ProtoSMILES is the language defined by David Weininger in his 2003 book chapter titled SMILES - A Language for Molecules and Reactions. This language will be instantly familiar to anyone who works with SMILES. ProtoSMILES is likely to be readable and writable, at least partially, by any modern SMILES software implementation. At the same time, Weininger's description is far from perfect or even usable as-is. Nevertheless, I believe ProtoSMILES to be the best foundation on which to base future standardization efforts.

ProtoSMILES is the basis for a work in progress that I'm currently calling "Dialect." Dialect is a molecular serialization format and a subset of ProtoSMILES. Dialect's purpose is to bridge the gap between what Weininger described and a specification suitable for future software development efforts.

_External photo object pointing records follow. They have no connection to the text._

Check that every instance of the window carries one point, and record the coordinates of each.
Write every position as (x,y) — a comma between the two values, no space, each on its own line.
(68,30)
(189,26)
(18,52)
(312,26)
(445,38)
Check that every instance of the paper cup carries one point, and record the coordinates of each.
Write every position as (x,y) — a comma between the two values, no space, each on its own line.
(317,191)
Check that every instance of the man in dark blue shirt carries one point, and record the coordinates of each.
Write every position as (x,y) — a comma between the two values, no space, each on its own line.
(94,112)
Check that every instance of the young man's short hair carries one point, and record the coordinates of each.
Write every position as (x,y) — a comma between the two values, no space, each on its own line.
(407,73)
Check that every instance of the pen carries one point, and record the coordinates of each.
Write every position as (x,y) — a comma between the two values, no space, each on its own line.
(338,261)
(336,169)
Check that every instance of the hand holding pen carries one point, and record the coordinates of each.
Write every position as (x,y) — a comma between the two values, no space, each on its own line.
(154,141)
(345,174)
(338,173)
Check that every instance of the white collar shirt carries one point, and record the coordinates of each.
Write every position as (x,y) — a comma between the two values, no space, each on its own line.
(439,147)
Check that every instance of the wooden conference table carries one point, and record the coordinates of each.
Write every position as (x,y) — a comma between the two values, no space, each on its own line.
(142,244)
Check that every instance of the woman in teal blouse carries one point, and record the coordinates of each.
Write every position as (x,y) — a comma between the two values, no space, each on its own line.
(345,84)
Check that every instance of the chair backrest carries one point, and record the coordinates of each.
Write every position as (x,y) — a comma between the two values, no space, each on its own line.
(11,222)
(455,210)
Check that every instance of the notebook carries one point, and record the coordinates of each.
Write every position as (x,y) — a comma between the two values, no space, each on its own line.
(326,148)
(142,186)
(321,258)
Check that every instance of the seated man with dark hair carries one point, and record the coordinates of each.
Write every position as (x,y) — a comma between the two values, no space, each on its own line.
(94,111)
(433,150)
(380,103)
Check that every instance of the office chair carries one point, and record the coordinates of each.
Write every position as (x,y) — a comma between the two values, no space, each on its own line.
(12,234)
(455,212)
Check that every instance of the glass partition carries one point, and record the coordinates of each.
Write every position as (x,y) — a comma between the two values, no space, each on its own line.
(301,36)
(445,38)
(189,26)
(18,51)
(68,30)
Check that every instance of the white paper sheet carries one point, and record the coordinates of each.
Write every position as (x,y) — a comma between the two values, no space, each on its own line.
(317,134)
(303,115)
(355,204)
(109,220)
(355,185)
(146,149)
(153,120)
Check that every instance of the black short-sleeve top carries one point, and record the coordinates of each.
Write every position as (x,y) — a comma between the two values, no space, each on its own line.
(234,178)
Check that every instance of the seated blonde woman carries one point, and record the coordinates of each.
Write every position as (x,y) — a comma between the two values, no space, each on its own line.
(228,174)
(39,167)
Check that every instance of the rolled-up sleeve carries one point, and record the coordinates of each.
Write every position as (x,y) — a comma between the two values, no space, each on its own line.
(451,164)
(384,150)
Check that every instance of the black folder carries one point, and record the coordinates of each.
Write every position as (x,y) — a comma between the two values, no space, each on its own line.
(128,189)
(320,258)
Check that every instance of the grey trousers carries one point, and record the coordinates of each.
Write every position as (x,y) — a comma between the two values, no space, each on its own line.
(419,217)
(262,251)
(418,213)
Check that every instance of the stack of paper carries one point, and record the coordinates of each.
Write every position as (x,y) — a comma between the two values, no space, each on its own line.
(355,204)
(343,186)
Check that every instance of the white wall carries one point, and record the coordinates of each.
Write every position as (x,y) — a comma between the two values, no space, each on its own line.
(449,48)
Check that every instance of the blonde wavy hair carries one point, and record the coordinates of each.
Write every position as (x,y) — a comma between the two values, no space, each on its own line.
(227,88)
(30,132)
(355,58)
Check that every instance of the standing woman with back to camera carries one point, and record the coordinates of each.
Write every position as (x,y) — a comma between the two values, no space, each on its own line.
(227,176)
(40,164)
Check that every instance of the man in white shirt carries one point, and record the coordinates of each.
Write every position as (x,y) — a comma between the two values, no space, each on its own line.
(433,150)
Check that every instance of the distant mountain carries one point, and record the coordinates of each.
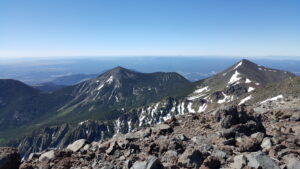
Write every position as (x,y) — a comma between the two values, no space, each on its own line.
(105,97)
(73,79)
(48,87)
(118,89)
(121,100)
(243,77)
(19,103)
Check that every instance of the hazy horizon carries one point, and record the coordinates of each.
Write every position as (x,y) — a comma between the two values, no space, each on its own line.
(149,28)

As a language subset, Dialect is subtractive. It removes features of ProtoSMILES without adding any of its own. In most cases this can be done unambiguously. For example, ProtoSMILES places no upper or lower bound on quantities such as atomic mass or hydrogen count, but Dialect does. In other cases, ProtoSMILES itself is ambiguous. For example, it's not clear whether or not non-elided bonds can be promoted when converting from "aromatic" and kekulized forms. Dialect prohibits this. In still other cases, Weininger clearly made a mistake. For example, his grammar defining the two atomic stereodescriptors "@" and "@@" is written in The Chapter as: chiral: '@'|chiral'@';. This left-recursive grammar allows strings including "@@@@@@@" and others — with no upper bound on length. Dialect prohibits them and replaces Weininger's left-recursive grammar with its non-recursive equivalent. Finally, some ProtoSMILES features are expensive but relatively useless. One of them is non-tetrahedral stereochemical templates ("@OH1," "@BP2," etc). Dialect retires this feature, which adds considerable complexity without solving the underlying problem.

Conclusion

Standardizing SMILES itself is by this point may be impossible. The language's imprecise origins and explosive growth has led to a proliferation of dialects. There may be a high level of mutual intelligibility among them, but the differences are substantial enough to undermine data standardization efforts for years to come. This essay introduces an alternative path forward, a SMILES proto-language called ProtoSMILES. ProtoSMILES has been constructed from a subset of authoritative SMILES documentation. Further refinement is underway with Dialect, a strict subset of ProtoSMILES. Dialect eliminates obvious mistakes, retires problematic features, and resolves ambiguous descriptions. The goal is to whittle down SMILES to a representative and specific core suitable for use as a starting point for future software development efforts.